- This event has passed.
Ph.D: Thesis Defense: HYBRID: CDS: 30, March 2023 “Self-Supervised Domain Adaptation Frameworks for Computer Vision Tasks”
30 Mar @ 4:30 PM -- 5:30 PM
DEPARTMENT OF COMPUTATIONAL AND DATA SCIENCES
__________________________________________________________________________________________
Speaker : Mr. Jogendra Nath Kundu
S.R. Number : 06-18-02-10-12-16-1-13876
Title : “Self-Supervised Domain Adaptation Frameworks for Computer Vision Tasks”
Research Supervisor: Prof. Venkatesh Babu R
Date & Time : March 30, 2023 (Thursday), 4:30 PM
Venue : The Thesis Défense will be held on HYBRID Mode # 102 CDS Seminar Hall /MICROSOFT TEAMS
Please click on the following link to join the Thesis Defense:
MS Teams link:
_____________________________________________________________________________________________________________
ABSTRACT
There is a strong incentive to build intelligent machines that can understand and adapt to changes in the visual world without human supervision. While humans and animals learn to perceive the world on their own, almost all state-of-the-art vision systems heavily rely on external supervision from millions of manually annotated training examples. Gathering such large-scale manual annotations for structured vision tasks, such as monocular depth estimation, scene segmentation, human pose estimation, faces several practical limitations. Usually, the annotations are gathered in two broad ways; 1) via specialized instruments (sensors) or laboratory setups, 2) via manual annotations. Both processes have several drawbacks. While human annotations are expensive, scarce, or error-prone; instrument-based annotations are often noisy or limited to specific laboratory environments. Such limitations not only stand as a major bottleneck in our efforts to gather unambiguous ground-truth but also limit the diversity in the collected labeled dataset. This motivates us to develop innovative ways to utilize synthetic environments to create labeled synthetic datasets with noise-free unambiguous ground-truths. However, the performance of models trained on such synthetic data markedly degrades when tested on real-world samples due to input distribution shift (a.k.a. domain shift). Unsupervised domain adaptation (DA) seeks learning techniques that can minimize the domain discrepancy between a labeled source and an unlabeled target.
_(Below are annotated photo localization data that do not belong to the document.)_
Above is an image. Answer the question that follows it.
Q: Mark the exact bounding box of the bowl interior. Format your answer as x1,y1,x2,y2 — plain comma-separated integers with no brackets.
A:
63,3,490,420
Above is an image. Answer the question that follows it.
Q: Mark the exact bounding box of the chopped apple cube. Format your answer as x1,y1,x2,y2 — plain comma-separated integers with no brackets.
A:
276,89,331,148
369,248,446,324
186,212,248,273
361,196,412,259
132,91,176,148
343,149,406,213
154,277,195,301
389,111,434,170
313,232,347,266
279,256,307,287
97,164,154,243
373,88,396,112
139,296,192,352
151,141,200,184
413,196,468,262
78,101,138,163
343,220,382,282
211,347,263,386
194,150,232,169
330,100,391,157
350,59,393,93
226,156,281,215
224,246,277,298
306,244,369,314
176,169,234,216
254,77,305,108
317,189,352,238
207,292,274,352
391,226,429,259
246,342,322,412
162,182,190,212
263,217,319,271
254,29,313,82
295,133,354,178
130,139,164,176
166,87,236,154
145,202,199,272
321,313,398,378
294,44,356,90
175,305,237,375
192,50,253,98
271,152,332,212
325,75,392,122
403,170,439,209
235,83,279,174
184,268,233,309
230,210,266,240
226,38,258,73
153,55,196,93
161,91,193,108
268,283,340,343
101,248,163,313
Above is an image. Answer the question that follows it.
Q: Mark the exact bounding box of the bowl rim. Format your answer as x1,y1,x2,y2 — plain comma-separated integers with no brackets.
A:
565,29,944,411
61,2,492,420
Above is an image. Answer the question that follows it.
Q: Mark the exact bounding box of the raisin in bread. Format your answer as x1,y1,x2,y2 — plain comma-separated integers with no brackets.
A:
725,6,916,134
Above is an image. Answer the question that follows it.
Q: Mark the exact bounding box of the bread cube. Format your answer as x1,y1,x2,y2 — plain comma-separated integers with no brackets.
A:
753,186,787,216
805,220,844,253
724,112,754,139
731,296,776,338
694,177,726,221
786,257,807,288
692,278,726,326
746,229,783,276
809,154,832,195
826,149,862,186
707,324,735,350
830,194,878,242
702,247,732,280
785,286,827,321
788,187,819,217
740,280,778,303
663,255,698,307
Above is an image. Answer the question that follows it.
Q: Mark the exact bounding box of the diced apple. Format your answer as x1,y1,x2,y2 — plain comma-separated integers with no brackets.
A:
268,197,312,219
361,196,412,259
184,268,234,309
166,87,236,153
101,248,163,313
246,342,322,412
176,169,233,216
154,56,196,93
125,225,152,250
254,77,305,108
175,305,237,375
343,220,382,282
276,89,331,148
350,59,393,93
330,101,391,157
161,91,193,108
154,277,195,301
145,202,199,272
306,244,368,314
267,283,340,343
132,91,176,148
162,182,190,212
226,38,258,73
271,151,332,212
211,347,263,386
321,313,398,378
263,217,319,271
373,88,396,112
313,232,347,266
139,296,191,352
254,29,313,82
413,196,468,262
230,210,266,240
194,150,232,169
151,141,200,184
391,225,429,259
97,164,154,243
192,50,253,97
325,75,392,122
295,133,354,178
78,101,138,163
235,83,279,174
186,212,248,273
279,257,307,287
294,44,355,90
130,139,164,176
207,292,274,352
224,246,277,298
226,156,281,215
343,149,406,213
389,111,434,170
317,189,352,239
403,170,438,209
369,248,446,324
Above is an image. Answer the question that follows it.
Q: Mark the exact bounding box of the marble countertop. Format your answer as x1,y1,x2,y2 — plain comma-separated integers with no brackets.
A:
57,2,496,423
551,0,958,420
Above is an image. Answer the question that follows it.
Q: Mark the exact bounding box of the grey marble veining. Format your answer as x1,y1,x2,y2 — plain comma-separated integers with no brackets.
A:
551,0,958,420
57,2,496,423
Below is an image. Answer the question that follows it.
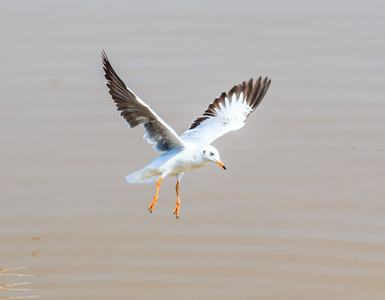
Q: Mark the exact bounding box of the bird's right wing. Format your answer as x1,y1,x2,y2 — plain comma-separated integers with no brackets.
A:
102,51,185,152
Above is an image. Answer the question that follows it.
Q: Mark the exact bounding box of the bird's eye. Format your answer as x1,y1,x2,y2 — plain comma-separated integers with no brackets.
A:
203,150,206,154
210,152,214,156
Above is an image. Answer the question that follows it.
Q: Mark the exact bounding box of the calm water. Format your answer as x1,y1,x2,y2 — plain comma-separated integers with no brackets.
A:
1,1,385,299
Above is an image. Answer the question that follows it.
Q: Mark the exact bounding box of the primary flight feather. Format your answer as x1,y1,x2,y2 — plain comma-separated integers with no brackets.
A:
102,50,271,218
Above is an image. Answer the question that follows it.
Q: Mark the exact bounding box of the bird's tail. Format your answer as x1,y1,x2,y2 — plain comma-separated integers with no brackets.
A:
125,167,161,184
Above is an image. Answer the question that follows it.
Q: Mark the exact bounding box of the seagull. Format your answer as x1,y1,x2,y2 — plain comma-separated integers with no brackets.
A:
102,51,271,218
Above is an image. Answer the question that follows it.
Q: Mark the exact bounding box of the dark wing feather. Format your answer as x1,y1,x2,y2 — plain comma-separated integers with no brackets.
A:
102,51,184,152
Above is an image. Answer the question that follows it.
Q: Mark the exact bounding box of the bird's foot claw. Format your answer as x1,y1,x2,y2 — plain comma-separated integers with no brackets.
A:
148,197,157,214
173,203,180,219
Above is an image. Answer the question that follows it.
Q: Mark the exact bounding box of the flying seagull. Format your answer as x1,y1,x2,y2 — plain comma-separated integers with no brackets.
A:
102,51,271,218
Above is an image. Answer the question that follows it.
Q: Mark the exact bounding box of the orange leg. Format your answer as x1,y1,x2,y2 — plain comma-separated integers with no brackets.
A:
173,181,181,219
148,178,162,213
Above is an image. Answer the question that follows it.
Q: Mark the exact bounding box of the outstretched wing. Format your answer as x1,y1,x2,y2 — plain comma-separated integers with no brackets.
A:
102,51,185,152
181,77,271,145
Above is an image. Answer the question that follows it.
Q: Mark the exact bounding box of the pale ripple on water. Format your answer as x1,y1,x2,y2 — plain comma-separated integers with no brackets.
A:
0,267,38,299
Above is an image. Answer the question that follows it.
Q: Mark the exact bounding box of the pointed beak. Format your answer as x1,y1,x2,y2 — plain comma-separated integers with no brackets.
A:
216,160,226,170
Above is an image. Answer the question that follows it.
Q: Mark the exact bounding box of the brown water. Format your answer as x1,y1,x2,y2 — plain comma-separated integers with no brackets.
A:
1,1,385,299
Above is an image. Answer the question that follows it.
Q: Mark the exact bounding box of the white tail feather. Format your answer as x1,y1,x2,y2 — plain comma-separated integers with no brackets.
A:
125,168,161,184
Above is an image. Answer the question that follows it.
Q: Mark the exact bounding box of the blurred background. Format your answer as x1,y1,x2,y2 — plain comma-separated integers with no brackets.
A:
1,1,384,299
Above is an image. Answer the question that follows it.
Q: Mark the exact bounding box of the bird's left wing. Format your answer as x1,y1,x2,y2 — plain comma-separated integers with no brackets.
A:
102,51,185,152
181,77,271,145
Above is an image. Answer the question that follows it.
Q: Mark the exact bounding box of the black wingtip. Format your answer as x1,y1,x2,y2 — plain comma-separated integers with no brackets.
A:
101,50,109,74
101,49,106,60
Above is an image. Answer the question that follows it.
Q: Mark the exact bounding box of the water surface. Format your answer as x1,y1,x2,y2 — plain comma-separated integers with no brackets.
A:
1,1,384,299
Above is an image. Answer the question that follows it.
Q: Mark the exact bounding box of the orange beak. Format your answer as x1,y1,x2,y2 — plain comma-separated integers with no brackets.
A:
216,160,226,170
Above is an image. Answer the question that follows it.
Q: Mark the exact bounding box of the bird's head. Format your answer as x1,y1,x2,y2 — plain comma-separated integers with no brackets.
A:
201,145,226,170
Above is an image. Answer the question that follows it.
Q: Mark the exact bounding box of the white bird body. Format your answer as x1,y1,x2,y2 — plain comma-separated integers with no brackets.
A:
102,51,271,218
126,143,213,183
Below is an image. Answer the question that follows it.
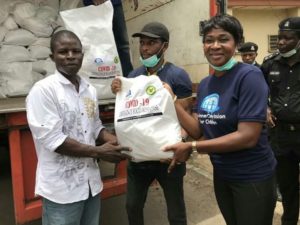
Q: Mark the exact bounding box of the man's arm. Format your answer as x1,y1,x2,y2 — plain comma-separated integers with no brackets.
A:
55,132,131,163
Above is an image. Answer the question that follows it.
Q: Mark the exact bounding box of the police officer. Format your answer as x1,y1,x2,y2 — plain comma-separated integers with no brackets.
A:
238,42,260,67
261,17,300,225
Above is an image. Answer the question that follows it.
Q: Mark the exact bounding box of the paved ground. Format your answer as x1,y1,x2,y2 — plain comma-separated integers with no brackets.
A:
0,150,297,225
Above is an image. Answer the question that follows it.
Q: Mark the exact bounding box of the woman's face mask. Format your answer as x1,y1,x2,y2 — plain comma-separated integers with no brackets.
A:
203,28,237,70
209,57,237,71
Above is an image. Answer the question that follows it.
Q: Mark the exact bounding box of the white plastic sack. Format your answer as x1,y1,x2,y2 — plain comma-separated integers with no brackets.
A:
17,17,53,37
32,37,51,48
36,5,57,22
60,0,80,11
0,62,34,97
0,45,33,62
4,29,37,46
32,58,55,75
0,6,8,25
13,2,37,21
114,76,181,162
0,26,8,42
60,2,123,100
28,45,51,59
3,16,18,30
38,0,59,12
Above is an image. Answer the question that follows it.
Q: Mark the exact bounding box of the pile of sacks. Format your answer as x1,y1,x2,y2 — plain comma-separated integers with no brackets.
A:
0,0,81,98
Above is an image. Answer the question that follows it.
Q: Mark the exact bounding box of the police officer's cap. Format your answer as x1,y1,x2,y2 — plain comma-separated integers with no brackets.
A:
279,17,300,31
238,42,258,53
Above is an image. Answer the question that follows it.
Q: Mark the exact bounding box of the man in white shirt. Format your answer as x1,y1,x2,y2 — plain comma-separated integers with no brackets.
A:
26,30,131,225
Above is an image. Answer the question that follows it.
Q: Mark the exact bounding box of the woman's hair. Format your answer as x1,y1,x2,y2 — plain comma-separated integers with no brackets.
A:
201,14,244,45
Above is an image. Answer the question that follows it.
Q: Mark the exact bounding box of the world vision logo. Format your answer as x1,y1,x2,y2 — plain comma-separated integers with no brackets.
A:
146,85,156,95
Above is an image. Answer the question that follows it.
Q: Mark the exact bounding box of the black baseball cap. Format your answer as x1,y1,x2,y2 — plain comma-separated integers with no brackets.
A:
132,22,169,42
279,17,300,31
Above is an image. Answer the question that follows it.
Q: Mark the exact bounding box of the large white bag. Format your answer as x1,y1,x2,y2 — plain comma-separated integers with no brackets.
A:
60,1,123,100
114,76,181,162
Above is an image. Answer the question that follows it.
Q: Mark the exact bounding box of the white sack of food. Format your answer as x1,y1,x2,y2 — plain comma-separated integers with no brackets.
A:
0,6,8,25
32,58,55,75
3,16,18,30
0,45,33,62
17,17,53,37
32,37,51,48
3,29,37,46
29,45,51,59
60,1,123,100
114,76,181,162
0,62,34,97
60,0,80,11
0,26,8,42
36,5,57,22
12,2,54,37
13,2,37,22
39,0,59,12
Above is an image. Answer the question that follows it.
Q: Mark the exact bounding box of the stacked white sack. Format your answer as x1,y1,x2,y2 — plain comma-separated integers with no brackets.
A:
0,0,80,98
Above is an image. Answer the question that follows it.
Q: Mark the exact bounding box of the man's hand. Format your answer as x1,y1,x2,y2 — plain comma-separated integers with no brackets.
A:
111,77,122,94
93,0,107,5
267,107,276,128
163,142,192,173
96,141,132,163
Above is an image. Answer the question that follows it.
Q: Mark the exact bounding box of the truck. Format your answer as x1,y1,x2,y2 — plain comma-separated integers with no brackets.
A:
0,0,223,224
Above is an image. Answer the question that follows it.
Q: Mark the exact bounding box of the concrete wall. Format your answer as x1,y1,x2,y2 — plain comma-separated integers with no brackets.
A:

However, it mostly remains unexplored for challenging structured prediction based vision tasks.
Motivated by the above observations, my research focuses on addressing the following key aspects: (1) Developing algorithms that support improved transferability to domain and task shifts, (2) Leveraging inter-entity or cross-modal relationships to develop self-supervised objectives, and (3) Instilling natural priors to constrain the model output within the realm of natural distributions.
First, we present AdaDepth – an unsupervised domain adaptation (DA) strategy for the pixel-wise regression task of monocular depth estimation. Mode collapse is a common phenomenon observed during adversarial training in the absence of paired supervision. Without access to target depth-maps, we address this challenge using a novel content congruent regularization technique. In a follow-up work, we introduced UM-Adapt, a unified framework to address two distinct objectives in a multi-task adaptation framework, i.e., a) achieving balanced performance across all tasks and b) performing domain adaptation in an unsupervised setting. This is realized using two novel regularization strategies; Contour-based content regularization and exploitation of inter-task coherency using a novel cross-task distillation module. Moving forward, we identified certain key issues in existing domain adaptation algorithms that hinder their practical deployability to a large extent. Existing approaches demand the coexistence of source and target data, which is highly impractical in scenarios where data-sharing is restricted due to proprietary or privacy concerns. To address this, we propose a new setting termed as Source-Free DA and tailored learning protocols for the dense prediction task of semantic segmentation and image classification in the presence of category shift.
==================================================================
ALL ARE WELCOME